Mr. Keith Bradley (Manchester, Withington)

The House is being treated with contempt by the Government. During the last few months there have been ministerial changes, procrastination and concessions that were then removed. Tonight a new Under-Secretary of State is not prepared to tell the House what is to happen to thousands of homeless people. It is not good enough for him to say that the Government are discussing with the new landlords the nomination rights that may be agreed between the various parties. We are referring to statutory rights and duties under the law to protect thousands of homeless people.

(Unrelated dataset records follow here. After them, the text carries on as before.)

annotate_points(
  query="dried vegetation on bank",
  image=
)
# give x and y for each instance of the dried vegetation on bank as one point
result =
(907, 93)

This Minister comes from the north-west. I invite him to come to Manchester and—[Interruption.] If the hon. Member for Pembroke (Mr. Bennett) wants to intervene, he should stand up. His comments on the Bill were a disgrace. If the hon. Gentleman wants to intervene and make a relevant contribution, he should stand up and I would then give way.

Again we ask the Under-Secretary of State to take point by point the questions that have been asked about amendments Nos. 1 and 4 to the Housing Bill. During the last two hours my hon. Friends have asked question after question about its implications. When we have attended public meetings and have met tenant groups, people have scoffed at the way in which this Government have said not one word about the homeless and what is to happen to them.

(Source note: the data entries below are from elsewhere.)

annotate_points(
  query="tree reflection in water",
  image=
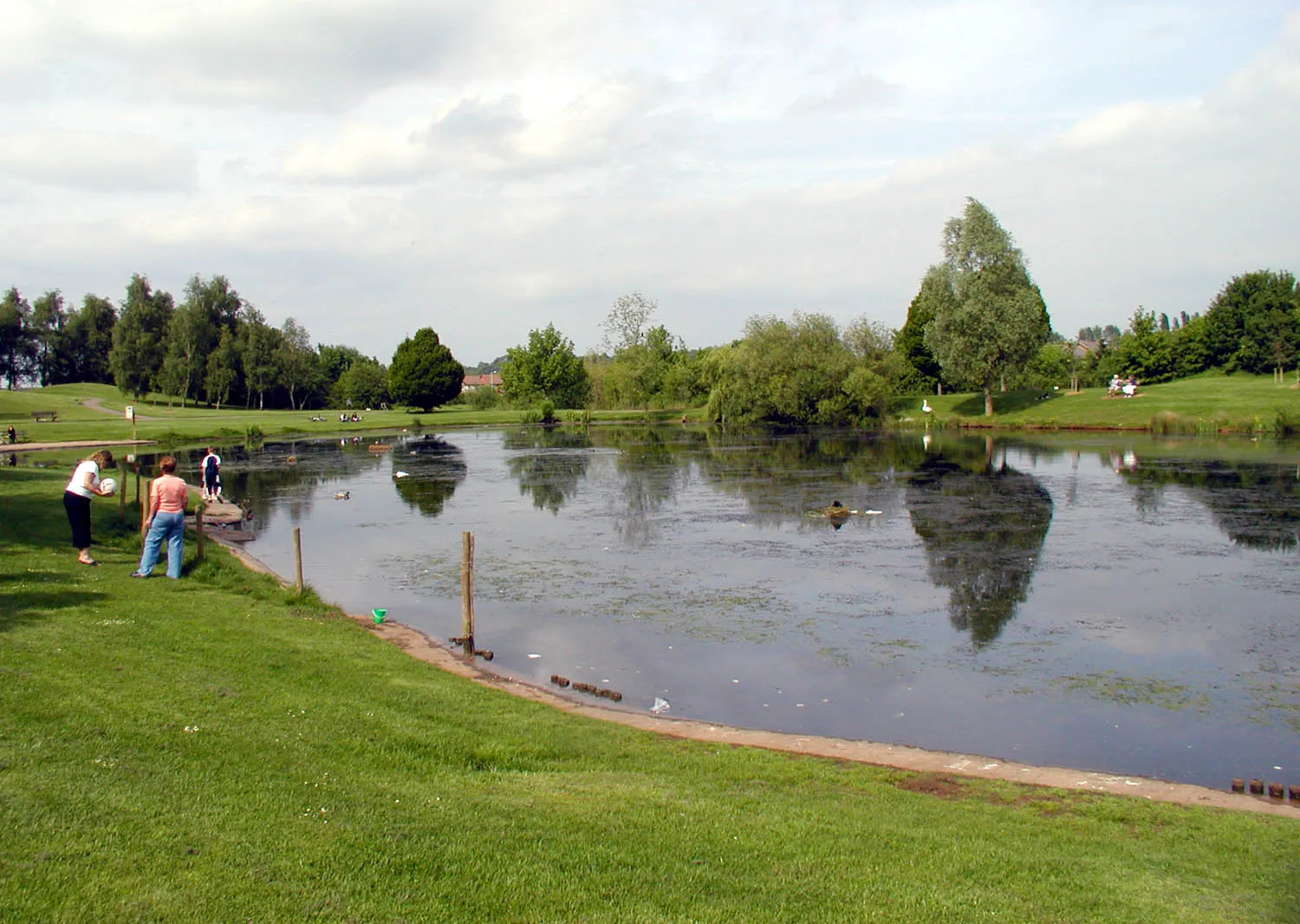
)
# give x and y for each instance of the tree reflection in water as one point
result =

When, eventually, we pin the Government down to discuss homelessness, the Minister will not answer the questions. We need to know what will happen to people in bed-and-breakfast accommodation at the end of the contract. Will the Minister tell us, and local authorities that have made arrangements with private landlords, what will happen to homeless people at the end of the contract? Will they be moved on and on statutorily from private landlord to private landlord? Are the Government creating an army of homeless people?

Will the Minister have a chat with the Minister of State and give us the answers to the questions that we have asked during the past two hours?

Question put and agreed to.

Lords amendments Nos. 2 to 5 agreed to.